Magistrado ponente: Luis Gabriel Miranda Buelvas

Ley 1437 de 2011

CORTE SUPREMA DE JUSTICIA Radicación n.° 71859 LUIS GABRIEL MIRANDA BUELVAS Magistrado ponente STL4112-2017 Radicación n.° 71859 Acta 10 Bogotá, D. C., veintidós (22) de marzo de dos mil diecisiete (2017). La Sala resuelve la impugnación interpuesta mediante apoderado judicial por ABRAHAM CAMILO QUEVEDO BAUTISTA, GUSTAVO ADOLFO QUINAYAS, ZULY YOBANA DORADO MUÑOZ, JAIRO GEOVANNY PARDO PAGUATIAN, MICHAEL ALEXANDER MORA CAICEDO, JHON ALEJANDRO PISCAL PONCE, PAOLA ANDREA DAZA BRAVO y LUZ KARIME HINCAPIE TORRES contra el fallo proferido el 24 de enero de 2017 por la Sala Laboral del Tribunal Superior de Pasto, dentro de la acción de tutela (acumulada) que interpusieron contra la COMISIÓN NACIONAL DEL SERVICIO CIVIL, trámite al que fueron vinculados la UNIVERSIDAD MANUELA BELTRÁN, el INSTITUTO NACIONAL PENITENCIARIO Y CARCELARIO INPEC y la IPS FUNDEMOS.

I.

ANTECEDENTES Los accionantes fundamentaron su solicitud de amparo en los siguientes hechos: Que el Estado, a través de la Comisión Nacional del Servicio Civil, llamó a concurso abierto y de méritos, mediante convocatoria n.º 335 de 2016, para proveer 400 vacantes definitivas, en el cargo de dragoneantes, código 4114, grado 11, de la planta global de personal del Inpec, con base en el Acuerdo 563 del 14 de enero de 2016, que constituye el fundamento, guía, procedimiento y garantía de transparencia para la convocatoria, adoptándose en la misma, el documento técnico denominado «profesiograma, el que se integra con el documento denominado inhabilidades médicas».

Que superaron las etapas de cumplimiento de requisitos y pruebas aplicadas: de valores, psicológico, clínica, físico atlética y entrevista; sin embargo, se confirmó la existencia de una inhabilidad médica que los dejó por fuera del concurso, las que se determinaron así: 2017-00001-00 (001) Accionante: Jhon Alejandro Piscal Ponce. Observación «presenta una inhabilidad con relación al examen de optometría». 2017-00002-00(002) Accionante: Luz Karime Hincapie Torres.

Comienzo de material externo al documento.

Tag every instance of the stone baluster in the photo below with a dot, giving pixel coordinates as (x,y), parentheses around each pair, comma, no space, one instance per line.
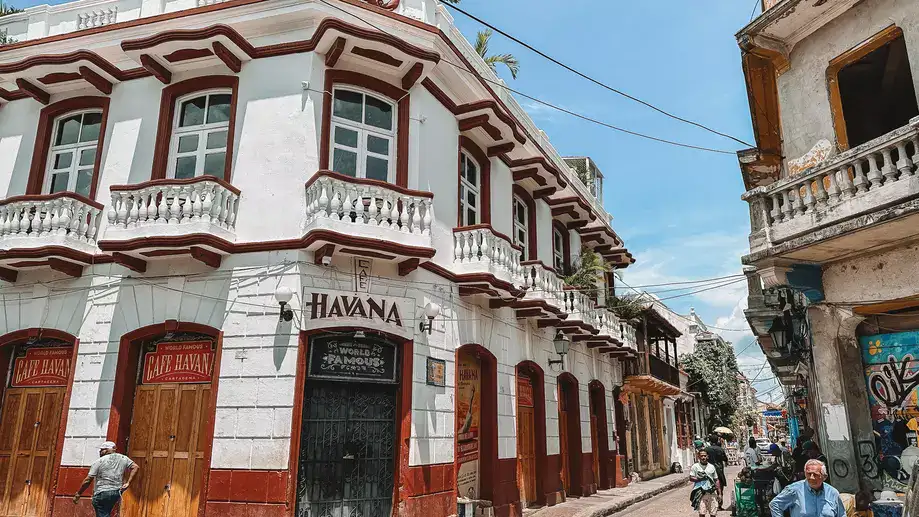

Observación «presenta inhabilidad en el siguiente examen: examen médico talla». 2017-00003-00(003) Accionante: Michael Alexander Mora Caicedo. Observación «presenta inhabilidades en los siguientes exámenes: médico ocupacional y optometría». 2017-00004-00(005) Accionante: Jairo Giovanny Prado Paguatian. Observación «presenta una inhabilidad con relación al examen médico ocupacional tatuaje». 2017-00005-00 (006) Accionante: Abraham Camilo Quevedo Bautista.

Observación «presenta una inhabilidad con relación a medicina por alteración en pie». 2017-00006-00(007) Accionante: Gustavo Adolfo Quinayas. Observación «presenta inhabilidad con relación al examen médico -optometría». 2017-00007-00(008) Accionante: Paola Andrea Daza Bravo. Observación «la Universidad Manuela Beltrán le informa que una vez revisados los resultados de los exámenes de su valoración médica, se percata que usted no presenta inhabilidad en cuanto al examen de rayos X; sin embargo, el estado de no apto publicado en el aplicativo se debe a que el resultado del examen de optometría arroja la inhabilidad que sustento a continuación […] 4.14.4.

Ametropía». 2017-00009-00(010) Accionante: Zuly Yobana Dorado Muñoz. Observación «presenta una inhabilidad con relación al examen médico ocupacional talla». Que fueron declarados no aptos por la Comisión Nacional del Servicio Civil en relación a los resultados de los exámenes médicos, frente a lo cual presentaron sus objeciones, las que al ser contestadas no resolvieron de fondo sus pretensiones.

Por lo anterior, solicitaron el amparo de sus derechos fundamentales al debido proceso, al trabajo, a la igualdad y al «acceso a cargos públicos», y en consecuencia, se ordene a la entidad accionada «modificar el resultado de no apto por apto, permitiéndoles continuar con las restantes pruebas de la Convocatoria 335 de 2016, y subsidiariamente se emita concepto médico técnico científico que justifique la imposibilidad que tienen de ejercer las funciones del cargo, dadas sus condiciones físicas».

TRÁMITE Y DECISIÓN DE INSTANCIA Mediante proveídos del 11 de enero de 2017, la Sala Laboral del Tribunal Superior de Pasto avocó el conocimiento de cada una de las acciones de tutela por separado, ordenó notificar a la accionada, y dispuso vincular al Instituto Nacional Penitenciario y Carcelario –INPEC-, a la Universidad Manuela Beltrán y la IPS Fundemos, para que hicieran uso del derecho de defensa.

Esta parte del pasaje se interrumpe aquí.